Czaykowska-Higgins’ doctoral research was on the phonology and morphology of Polish; she has published several articles on Polish, has taught Polish at UVic, supervised a dissertation on the phonology of Kashubian and maintains an interest in Slavic languages.

However, her primary research focus is on the study of Salish languages, with particular attention to the sound structure and word formation of Nxa’amxcín (known to linguists as Moses-Columbian Salish). With the late M. Dale Kinkade, she co-edited the first book solely devoted to the study of Salish languages, Salish Languages and Linguistics (Mouton de Gruyter, 1998). She is working on an on-line database and dictionary of Nxa’amxcín together with TAPOR programmer, Martin Holmes, and is investigating the morphophonology/morphosyntax interface in Salish languages.

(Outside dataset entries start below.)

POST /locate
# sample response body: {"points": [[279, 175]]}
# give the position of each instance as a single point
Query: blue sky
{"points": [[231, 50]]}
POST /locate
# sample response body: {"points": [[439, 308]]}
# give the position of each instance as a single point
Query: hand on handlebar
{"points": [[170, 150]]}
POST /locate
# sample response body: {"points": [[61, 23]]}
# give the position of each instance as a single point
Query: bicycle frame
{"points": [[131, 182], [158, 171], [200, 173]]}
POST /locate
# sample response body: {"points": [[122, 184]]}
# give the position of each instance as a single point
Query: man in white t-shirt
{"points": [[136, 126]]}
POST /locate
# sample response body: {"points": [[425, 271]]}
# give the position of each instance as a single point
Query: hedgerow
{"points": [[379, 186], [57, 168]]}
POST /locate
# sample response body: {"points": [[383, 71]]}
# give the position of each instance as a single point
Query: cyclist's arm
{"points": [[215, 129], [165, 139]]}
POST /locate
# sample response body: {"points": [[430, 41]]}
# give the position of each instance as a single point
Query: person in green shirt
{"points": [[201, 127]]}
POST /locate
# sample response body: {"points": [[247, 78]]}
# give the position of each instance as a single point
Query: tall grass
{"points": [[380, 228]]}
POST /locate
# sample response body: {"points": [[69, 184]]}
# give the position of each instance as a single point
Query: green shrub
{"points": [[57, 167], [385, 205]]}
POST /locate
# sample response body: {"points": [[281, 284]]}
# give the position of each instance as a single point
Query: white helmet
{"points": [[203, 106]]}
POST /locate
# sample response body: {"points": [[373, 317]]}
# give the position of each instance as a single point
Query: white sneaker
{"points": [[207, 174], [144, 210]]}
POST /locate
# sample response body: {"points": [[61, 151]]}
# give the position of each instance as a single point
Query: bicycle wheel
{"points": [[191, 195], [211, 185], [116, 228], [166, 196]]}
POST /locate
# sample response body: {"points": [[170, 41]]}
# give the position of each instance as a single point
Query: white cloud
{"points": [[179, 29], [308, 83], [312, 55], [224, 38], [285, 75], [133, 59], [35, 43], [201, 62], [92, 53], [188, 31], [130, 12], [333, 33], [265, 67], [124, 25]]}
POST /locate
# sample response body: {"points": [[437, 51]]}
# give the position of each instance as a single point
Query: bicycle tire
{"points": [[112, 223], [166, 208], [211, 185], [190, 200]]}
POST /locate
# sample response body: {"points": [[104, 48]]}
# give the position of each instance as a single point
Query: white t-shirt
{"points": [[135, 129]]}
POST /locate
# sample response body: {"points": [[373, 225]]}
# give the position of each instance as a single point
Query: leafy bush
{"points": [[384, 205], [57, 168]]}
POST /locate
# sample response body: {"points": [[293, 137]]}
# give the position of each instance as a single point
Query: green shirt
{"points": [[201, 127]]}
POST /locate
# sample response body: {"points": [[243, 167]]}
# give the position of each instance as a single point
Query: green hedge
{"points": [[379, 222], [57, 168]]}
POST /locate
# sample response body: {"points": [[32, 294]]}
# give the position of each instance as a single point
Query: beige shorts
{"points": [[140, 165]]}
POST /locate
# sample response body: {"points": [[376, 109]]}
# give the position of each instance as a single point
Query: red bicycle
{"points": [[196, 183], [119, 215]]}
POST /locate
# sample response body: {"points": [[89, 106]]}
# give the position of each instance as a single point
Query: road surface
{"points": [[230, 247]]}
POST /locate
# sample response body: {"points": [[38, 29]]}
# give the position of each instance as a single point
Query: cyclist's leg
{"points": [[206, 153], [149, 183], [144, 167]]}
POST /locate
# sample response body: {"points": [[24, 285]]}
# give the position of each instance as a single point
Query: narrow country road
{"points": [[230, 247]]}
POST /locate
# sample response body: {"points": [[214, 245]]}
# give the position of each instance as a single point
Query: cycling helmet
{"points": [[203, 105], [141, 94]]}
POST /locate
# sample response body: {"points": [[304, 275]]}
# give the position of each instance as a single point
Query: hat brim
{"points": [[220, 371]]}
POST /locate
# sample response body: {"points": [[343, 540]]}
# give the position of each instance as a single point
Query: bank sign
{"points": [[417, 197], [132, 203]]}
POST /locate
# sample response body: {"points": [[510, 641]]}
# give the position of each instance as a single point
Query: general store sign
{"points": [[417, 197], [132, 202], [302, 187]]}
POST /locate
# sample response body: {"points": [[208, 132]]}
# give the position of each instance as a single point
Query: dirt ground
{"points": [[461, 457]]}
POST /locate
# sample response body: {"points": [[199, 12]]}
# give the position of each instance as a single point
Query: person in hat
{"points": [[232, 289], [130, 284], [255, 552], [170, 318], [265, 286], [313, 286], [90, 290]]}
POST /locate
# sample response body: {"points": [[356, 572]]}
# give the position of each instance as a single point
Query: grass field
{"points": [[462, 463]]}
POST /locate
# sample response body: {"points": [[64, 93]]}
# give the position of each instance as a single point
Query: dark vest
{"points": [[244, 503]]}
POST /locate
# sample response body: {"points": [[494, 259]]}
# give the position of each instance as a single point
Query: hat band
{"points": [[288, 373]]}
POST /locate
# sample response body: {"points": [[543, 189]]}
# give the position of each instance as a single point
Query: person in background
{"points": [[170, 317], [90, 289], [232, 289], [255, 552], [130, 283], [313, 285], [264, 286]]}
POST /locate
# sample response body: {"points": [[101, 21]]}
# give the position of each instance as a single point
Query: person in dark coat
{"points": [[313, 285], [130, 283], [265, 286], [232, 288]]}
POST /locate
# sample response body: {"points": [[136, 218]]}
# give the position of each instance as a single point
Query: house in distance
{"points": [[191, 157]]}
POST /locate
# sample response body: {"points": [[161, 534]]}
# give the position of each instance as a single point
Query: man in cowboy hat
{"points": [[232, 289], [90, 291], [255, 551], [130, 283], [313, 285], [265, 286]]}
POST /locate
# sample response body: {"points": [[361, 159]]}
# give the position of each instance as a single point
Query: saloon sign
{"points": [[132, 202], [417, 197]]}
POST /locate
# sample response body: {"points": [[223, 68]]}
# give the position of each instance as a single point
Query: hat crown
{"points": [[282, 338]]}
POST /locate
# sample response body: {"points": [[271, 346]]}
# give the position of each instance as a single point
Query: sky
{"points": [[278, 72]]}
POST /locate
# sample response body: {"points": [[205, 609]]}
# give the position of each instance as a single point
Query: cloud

Czaykowska-Higgins is currently co-investigator in the SSHRC-funded project, Salish Prosodic Morphology and Contrast in Optimality Theory, together with Tom Hukari, and Suzanne Urbanczyk (PI), and is also
one of the principal investigators of the SSHRC-funded Community-University Research Alliance (CURA) grant Language Revitalization in Vancouver Island Salish Communities: A Multimedia Approach awarded to the University of Victoria in partnership with the Saanich Native Heritage Society, the Hul’q’umi’num’ Treaty Group, and the First People’s Cultural Foundation. Recently, her work has addressed ethical issues in linguistic fieldwork, and best practices in community-based and community-directed research partnerships. She is involved in several community-based SENÇOÏEN language revitalization projects, and has been active as a member of the Advisory Committee, and as Academic Advisor for the Certificate in Aboriginal Language Revitalization program at the University of Victoria.